# here are some pics of Shakes(Shakespeare)!!



## Budgiegirl14 (Feb 15, 2012)

Here is a photo I edited on my iPad. He was preening his feathers, and it looked like he was hiding!









Here is him playing the hokey pokey!









And a few random pics!
















































Hope you guys enjoyed!


----------



## xoxsarahxox (Dec 13, 2010)

Shakes is a very handsome boy Thanks for sharing his pics with us!!!


----------



## Budgiegirl14 (Feb 15, 2012)

xoxsarahxox said:


> Shakes is a very handsome boy Thanks for sharing his pics with us!!!


Thank you! - from Shakes!


----------



## stevechurch2222 (Sep 25, 2011)

Shakes is a gorgeous cockatiel,wonderful pictures,he's adorable.


----------



## missy pa (Nov 21, 2011)

great action pictures,he seem to be such a character.Shakes is very handsome!!!


----------



## mishkaroni (Jan 6, 2012)

Oooh he is a cutie! I love the one with him on the purple pillow!


----------



## lperry82 (Aug 2, 2010)

Such gorgeous pics


----------



## JaimeS (Nov 28, 2011)

Aww, what a handsome bird!


----------



## Simbah (Feb 9, 2012)

Ahh , I see he loves Kleenex's just as much as mine do !
Gorgeous baby , and amazing photo's


----------



## Budgiegirl14 (Feb 15, 2012)

Thank you to all! I have a question, what is his mutation? First I thought he was a normal grey, then I saw pearl markings under his wings! also his yellow face is circled by white! He is a two year old male. I just need help identifying his mutation! Thank you to all who help!


----------



## xoxsarahxox (Dec 13, 2010)

Yes he is a normal grey, possibly split to whiteface. The white edging to his face mask indicates that he may carry that gene.


----------



## Budgiegirl14 (Feb 15, 2012)

xoxsarahxox said:


> Yes he is a normal grey, possibly split to whiteface. The white edging to his face mask indicates that he may carry that gene.
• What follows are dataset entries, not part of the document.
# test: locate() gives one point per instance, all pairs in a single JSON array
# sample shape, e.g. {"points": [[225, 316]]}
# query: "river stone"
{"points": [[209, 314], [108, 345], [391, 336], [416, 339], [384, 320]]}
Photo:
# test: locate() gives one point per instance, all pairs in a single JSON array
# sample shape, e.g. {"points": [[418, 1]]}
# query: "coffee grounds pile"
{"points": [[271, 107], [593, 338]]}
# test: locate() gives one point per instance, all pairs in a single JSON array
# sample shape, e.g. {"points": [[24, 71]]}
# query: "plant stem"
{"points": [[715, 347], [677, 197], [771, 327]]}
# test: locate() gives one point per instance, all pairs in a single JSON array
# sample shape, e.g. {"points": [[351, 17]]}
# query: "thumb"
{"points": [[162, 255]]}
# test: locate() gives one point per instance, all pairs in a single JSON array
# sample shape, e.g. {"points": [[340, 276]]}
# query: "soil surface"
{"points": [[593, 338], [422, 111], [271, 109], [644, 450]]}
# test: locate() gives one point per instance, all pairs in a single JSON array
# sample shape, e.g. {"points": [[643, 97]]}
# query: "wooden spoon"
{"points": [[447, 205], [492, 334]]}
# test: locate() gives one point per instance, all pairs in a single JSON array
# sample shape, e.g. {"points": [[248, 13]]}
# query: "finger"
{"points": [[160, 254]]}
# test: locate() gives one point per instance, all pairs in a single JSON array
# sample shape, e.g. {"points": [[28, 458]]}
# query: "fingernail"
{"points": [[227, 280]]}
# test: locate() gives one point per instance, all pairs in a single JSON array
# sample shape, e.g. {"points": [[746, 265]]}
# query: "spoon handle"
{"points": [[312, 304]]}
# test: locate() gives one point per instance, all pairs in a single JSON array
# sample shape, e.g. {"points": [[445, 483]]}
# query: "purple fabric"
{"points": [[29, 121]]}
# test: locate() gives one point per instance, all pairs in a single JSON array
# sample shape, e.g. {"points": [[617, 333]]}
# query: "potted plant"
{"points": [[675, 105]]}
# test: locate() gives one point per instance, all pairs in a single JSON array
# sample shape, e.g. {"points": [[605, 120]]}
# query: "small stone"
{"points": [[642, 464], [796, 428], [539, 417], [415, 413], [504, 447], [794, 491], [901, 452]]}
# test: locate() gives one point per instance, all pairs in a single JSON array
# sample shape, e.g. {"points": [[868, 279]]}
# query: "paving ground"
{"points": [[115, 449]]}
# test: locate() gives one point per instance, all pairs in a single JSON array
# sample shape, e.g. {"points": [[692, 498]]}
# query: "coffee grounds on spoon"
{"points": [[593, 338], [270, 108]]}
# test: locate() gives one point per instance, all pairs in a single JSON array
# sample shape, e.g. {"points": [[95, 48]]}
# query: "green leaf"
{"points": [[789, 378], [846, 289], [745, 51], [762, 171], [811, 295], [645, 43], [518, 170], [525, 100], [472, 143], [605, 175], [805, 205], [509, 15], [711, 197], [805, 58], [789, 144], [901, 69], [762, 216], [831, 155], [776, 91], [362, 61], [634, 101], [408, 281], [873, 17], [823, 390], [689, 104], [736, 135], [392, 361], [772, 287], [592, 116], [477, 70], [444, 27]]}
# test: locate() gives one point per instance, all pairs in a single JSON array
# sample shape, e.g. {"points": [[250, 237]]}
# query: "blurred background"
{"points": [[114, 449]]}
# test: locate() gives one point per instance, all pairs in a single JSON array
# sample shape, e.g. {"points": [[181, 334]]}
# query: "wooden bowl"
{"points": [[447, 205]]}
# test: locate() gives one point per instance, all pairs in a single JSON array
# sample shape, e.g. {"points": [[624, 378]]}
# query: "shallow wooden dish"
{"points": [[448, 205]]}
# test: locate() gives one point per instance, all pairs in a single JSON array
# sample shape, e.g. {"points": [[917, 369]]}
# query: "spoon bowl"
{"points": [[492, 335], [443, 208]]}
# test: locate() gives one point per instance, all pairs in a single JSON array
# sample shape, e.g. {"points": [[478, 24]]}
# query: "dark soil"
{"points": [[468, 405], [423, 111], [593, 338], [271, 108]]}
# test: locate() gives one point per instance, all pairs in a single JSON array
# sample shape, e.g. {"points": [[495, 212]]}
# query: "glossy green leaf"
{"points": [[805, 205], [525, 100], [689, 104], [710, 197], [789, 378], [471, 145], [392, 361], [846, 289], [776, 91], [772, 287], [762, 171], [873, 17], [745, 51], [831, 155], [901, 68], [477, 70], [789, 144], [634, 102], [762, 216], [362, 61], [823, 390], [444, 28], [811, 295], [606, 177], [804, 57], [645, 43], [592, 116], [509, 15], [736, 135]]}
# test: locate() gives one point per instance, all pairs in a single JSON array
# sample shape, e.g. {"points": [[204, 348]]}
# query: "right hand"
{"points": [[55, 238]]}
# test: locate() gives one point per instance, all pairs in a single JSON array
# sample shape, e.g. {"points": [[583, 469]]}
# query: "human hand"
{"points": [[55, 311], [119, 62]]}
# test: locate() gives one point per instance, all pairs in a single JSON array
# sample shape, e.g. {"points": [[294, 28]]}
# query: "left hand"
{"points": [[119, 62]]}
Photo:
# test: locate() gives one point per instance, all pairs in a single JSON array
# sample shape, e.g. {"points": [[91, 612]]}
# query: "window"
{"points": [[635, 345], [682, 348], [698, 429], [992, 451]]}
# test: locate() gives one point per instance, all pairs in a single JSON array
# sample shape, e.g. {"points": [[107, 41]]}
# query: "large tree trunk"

But what about the pearl markings under his wings? I will post a pic of them tomorrow!


----------



## Annie (Nov 20, 2009)

I also have a photo of Sunny in almost the exact same position which reminds me of Dracula. I always figured if Hollywood ever decides to do a re-make of Dracula but with tiels and they are casting for the role of Dracula, I will know exactly which photo to send!


----------



## Budgiegirl14 (Feb 15, 2012)

Annie said:


> I also have a photo of Sunny in almost the exact same position which reminds me of Dracula. I always figured if Hollywood ever decides to do a re-make of Dracula but with tiels and they are casting for the role of Dracula, I will know exactly which photo to send!


That is a great idea! You should send it to Hollywood, or whoever deals with these kinds of stuff,


----------



## Annie (Nov 20, 2009)

Budgiegirl14 said:


> That is a great idea! You should send it to Hollywood, or whoever deals with these kinds of stuff,


Yeah, right, and I know exactly what kind of a letter they will send me (if they bother to send one at all! ) Dear Madam, thank you for submitting a photo of your bird in her Dracula pose but honestly, do you have any friggin' idea how many photos of pets we receive every year from people like yourself who submit photos of their pets thinking that their pets should be Hollywood stars??? Please don't ever send us any photos again! We will NEVER do a re-make of Dracula, let alone one with tiels!!!


----------



## SunnysMama (Feb 15, 2012)

What a handsome little guy!!


----------



## Budgiegirl14 (Feb 15, 2012)

xoxsarahxox said:


> Yes he is a normal grey, possibly split to whiteface. The white edging to his face mask indicates that he may carry that gene.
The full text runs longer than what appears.